What remains uncertain, however, is whether those physiological changes are killing bears or reducing their populations. Some specialists suspect that many cubs, which are contaminated by their mother's milk, are not surviving.

An even more immediate threat to the world's 20,000 to 25,000 polar bears is global climate change, which is melting their hunting grounds. Bears in Canada's western Hudson Bay -- the most well-researched population -- declined from 1,100 in 1995 to fewer than 950 in 2004.

In Alaska, wildlife biologists for the first time have documented that polar bears are drowning. Scientists predict that some populations could become extinct by the end of the century as more sea ice melts.

Derek Muir of Canada's National Water Research Institute, who led the new research, said the geographical patterns in contamination suggest that the East Coast of North America and northwestern Europe are the primary sources of the flame retardants.

The most highly contaminated bears are in eastern Greenland and Norway's Svalbard islands, where the chemicals are about 10 times more concentrated than in bears in Alaska and four times more than in Canada, according to new research published in December in the journal Environmental Science and Technology.

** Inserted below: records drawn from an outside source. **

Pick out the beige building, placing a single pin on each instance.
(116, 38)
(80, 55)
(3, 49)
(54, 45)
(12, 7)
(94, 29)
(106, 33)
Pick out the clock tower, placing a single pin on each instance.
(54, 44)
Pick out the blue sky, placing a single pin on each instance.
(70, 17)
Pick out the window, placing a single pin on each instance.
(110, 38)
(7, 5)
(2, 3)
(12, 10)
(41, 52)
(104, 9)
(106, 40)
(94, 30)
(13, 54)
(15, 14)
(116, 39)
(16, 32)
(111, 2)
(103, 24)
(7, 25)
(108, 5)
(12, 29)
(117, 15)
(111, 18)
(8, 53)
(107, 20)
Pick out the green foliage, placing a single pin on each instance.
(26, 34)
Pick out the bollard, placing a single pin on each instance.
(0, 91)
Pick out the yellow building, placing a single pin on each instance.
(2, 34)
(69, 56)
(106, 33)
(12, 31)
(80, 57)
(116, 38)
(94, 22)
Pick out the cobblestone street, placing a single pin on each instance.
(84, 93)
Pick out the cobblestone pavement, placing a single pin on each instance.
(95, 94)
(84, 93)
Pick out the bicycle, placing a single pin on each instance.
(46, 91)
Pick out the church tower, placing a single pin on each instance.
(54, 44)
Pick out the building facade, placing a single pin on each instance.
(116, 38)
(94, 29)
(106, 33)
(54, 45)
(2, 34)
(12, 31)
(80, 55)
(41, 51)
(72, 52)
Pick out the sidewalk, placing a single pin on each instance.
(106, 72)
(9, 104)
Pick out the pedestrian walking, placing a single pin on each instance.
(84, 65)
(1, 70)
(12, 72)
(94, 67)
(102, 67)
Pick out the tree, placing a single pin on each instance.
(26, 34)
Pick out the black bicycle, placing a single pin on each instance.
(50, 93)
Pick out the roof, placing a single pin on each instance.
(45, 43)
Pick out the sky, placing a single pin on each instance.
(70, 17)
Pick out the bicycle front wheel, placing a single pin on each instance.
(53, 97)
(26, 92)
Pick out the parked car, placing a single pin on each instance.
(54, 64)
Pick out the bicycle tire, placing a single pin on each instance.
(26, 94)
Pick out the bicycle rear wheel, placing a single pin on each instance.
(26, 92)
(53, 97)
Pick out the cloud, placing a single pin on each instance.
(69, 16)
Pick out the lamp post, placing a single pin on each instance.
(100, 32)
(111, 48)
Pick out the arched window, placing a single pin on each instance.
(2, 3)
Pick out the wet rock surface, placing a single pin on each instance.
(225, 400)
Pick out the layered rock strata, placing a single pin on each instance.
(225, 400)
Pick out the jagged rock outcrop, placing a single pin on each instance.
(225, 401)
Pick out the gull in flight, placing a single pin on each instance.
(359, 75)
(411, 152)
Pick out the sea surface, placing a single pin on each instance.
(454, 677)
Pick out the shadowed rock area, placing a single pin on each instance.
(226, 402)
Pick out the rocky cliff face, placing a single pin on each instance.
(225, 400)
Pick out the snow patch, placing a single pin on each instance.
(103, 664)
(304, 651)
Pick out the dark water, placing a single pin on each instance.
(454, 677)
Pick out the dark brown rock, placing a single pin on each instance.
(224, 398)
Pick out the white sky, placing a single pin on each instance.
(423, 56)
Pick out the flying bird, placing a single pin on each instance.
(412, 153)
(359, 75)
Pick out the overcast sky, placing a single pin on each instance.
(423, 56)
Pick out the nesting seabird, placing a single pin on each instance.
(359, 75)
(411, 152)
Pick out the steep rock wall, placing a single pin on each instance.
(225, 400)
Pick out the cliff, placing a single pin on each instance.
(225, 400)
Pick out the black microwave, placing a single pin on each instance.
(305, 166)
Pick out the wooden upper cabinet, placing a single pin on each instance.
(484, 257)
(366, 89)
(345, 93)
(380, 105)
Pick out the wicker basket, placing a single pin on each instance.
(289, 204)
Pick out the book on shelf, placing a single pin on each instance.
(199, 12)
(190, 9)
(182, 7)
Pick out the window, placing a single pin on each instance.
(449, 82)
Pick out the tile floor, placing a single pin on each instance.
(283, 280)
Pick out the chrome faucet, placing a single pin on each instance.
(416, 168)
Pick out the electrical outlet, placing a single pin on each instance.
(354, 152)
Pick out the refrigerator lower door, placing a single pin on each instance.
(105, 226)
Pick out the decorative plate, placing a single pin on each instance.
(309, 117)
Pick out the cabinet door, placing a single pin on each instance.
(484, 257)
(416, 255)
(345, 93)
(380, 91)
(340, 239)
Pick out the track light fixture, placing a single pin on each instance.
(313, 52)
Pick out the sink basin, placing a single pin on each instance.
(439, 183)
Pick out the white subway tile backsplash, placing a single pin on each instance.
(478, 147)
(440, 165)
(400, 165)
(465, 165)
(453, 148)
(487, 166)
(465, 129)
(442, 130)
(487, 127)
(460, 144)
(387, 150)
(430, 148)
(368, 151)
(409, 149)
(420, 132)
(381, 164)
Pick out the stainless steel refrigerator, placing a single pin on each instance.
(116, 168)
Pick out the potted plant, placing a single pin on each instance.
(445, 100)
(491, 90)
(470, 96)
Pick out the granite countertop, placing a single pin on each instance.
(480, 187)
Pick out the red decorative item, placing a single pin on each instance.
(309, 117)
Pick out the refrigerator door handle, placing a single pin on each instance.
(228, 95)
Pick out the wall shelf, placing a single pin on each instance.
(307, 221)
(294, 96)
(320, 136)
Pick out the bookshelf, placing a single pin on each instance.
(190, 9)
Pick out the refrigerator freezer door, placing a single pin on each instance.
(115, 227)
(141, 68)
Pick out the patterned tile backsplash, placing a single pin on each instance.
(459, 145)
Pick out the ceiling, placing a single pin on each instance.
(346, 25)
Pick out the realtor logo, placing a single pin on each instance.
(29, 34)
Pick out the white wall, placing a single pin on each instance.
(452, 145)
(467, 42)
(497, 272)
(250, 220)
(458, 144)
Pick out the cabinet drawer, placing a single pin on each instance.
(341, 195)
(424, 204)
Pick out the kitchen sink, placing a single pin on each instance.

The team of scientists from Canada, Norway, Denmark and Alaska, who tested 139 bears captured in 10 locations, found that some brominated flame retardants magnify from prey to predator at an extraordinary rate. One compound was 71 times more concentrated in polar bears than in ringed seals, their major food source.

Manufacturing industries in the United States use large volumes of PBDEs in furniture, carpet padding, electronics and plastics. The most abundant PBDE in the bears comes from a compound called penta, used primarily in North America to make foam furniture cushions fire-resistant.

The only US manufacturer of penta and another PBDE called octa ended their production in 2004 after the compounds began building up in human breast milk and Europe and California banned their use. Yet stockpiles remain, as well as products that contain penta, octa and other flame retardants, so the chemicals are still hitchhiking to the Arctic on northbound winds.

Michael Ikonomou of Canada's Institute of Ocean Sciences reported some good news last year. Although the flame retardants had been doubling every four to five years in Arctic ringed seals from 1981 to 2000, they have stabilized as the bans on the two compounds go into effect. Muir said he expects ''a quick downturn" in the polar bear levels as factories stop using stockpiles. But he warned that other industrial chemicals are turning up in Arctic creatures.

In addition to the brominated flame retardants, perfluorinated compounds used to manufacture Teflon and formerly used in Scotchgard have been detected in polar bears in Greenland, Canada and Alaska, and a PBDE compound called deca, used in large volumes in electronics, is in the blood of Svalbard bears.

The new study also detected another flame retardant used in building materials and household furnishings, called HBCD, or hexabromocyclododecane, in Arctic bears. Chemists had thought it had a low potential to migrate long distances but now believe it is spreading globally.